C&T SuperMATH 38700DXProduced by Chips&Technologies, this is the latest entry into the 387- compatible marketplace. Originally announced in October, 1991, it has apparently not been available to end-users before the third quarter of 1992, at least here in Germany. My tests show that its compatibility with Intel products is very good, even for the more arcane features of the 387DX and comparable to the coprocessors from Cyrix. Like these chips, it passes the IEEETEST program without a single failure. It passes, of course, all tests in Chips&Technologies' own compatibility test program, SMDIAG. However, some of the tests (the transcendental functions) in this program are selected in such a way that the C&T 38700 passes while the Cyrix 83D87 or Intel RapidCAD fail, so they are not very useful. (There is also a 'bug' in the test for FSCALE that hides a true bug in the C&T 38700.) My tests show the accuracy of the transcendental functions on the C&T 38700DX varies. Overall, accuracy of the transcendentals is slightly better than on the Intel 387DX.
In my own speed tests [see below] and those reported in [1], the C&T 38700DX showed performance at about 90-100% the level of the Cyrix 83D87, which is the 387 clone with the highest performance. For floating-point-intensive benchmarks, the C&T 38700DX provides up to 50% more computational performance than the Intel 387DX. However, as with all other 387 compatible coprocessors, the speed advantage over the Intel 387DX is far less significant in real applications.
The SuperMATH 38700DX is implemented in 1.2 micron CMOS with on-chip power management, which makes for low power consumption. The 38700DX is packaged in a 68-pin ceramic PGA (pin grid array and available in speeds of 16, 20, 25, 33, and 40 MHz.

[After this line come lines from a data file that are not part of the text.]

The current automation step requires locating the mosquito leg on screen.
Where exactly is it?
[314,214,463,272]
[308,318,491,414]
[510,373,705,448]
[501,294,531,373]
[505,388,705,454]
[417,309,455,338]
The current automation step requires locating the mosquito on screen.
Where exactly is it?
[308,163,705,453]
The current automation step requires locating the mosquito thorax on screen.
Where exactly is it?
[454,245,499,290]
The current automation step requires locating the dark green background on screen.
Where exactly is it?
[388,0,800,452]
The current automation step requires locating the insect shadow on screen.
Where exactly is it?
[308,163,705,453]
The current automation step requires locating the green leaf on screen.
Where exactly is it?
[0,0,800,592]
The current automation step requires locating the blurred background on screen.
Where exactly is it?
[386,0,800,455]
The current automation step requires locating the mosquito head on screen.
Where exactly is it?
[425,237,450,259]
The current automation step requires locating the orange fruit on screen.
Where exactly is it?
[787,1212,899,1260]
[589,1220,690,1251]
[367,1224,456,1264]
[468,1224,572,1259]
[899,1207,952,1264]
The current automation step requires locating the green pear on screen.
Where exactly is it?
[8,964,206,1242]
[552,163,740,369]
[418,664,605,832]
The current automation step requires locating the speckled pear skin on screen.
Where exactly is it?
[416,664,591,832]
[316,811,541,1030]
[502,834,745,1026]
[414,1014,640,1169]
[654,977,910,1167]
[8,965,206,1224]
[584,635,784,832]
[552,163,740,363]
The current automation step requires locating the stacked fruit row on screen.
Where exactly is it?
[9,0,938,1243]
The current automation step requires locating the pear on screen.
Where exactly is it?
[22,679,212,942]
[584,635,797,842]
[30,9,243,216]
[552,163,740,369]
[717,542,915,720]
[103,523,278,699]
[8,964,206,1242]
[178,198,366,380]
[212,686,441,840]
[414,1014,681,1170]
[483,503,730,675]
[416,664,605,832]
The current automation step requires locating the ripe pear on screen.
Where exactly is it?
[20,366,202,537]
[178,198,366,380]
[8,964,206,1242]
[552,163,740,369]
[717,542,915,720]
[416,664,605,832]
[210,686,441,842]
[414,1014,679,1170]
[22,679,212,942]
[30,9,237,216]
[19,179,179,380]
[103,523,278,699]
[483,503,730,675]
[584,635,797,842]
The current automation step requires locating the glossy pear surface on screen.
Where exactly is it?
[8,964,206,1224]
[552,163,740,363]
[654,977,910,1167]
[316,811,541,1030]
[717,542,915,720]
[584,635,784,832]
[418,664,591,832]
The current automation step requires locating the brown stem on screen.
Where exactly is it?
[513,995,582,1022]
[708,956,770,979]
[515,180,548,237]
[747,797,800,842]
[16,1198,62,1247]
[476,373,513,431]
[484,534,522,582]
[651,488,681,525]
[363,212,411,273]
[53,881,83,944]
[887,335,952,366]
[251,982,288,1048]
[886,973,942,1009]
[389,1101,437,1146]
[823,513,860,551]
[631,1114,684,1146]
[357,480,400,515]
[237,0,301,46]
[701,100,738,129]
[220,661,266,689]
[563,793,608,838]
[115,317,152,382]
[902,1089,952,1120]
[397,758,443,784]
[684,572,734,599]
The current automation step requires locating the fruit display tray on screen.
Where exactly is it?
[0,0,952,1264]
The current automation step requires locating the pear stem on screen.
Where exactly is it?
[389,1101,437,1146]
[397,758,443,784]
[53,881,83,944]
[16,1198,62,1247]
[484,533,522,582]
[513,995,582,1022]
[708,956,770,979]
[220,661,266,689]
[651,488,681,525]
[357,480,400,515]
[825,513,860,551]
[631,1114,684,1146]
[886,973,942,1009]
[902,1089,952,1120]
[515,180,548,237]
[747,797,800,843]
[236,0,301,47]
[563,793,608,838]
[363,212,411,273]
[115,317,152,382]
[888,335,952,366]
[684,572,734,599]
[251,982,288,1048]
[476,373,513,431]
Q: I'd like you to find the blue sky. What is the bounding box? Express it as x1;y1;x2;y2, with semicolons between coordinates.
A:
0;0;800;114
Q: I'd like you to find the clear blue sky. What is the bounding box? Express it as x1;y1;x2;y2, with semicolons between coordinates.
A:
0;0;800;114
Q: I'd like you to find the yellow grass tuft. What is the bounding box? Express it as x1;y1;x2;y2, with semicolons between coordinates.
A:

C&T 38700SXThis chip is the SX version of the 38700DX and compatible with the Intel 387SX. It provides performance comparable to a Cyrix 83S87 [1], the 387SX clone with the highest performance. Compatibility with the Intel 387SX is very good and on par with the high degree of the compatibility found in the Cyrix 83S87.
The 38700SX has low power consumption. It is packaged in a 68-pin PLCC (plastic leaded chip carrier) and available in speeds of 16, 20, and 25 MHz.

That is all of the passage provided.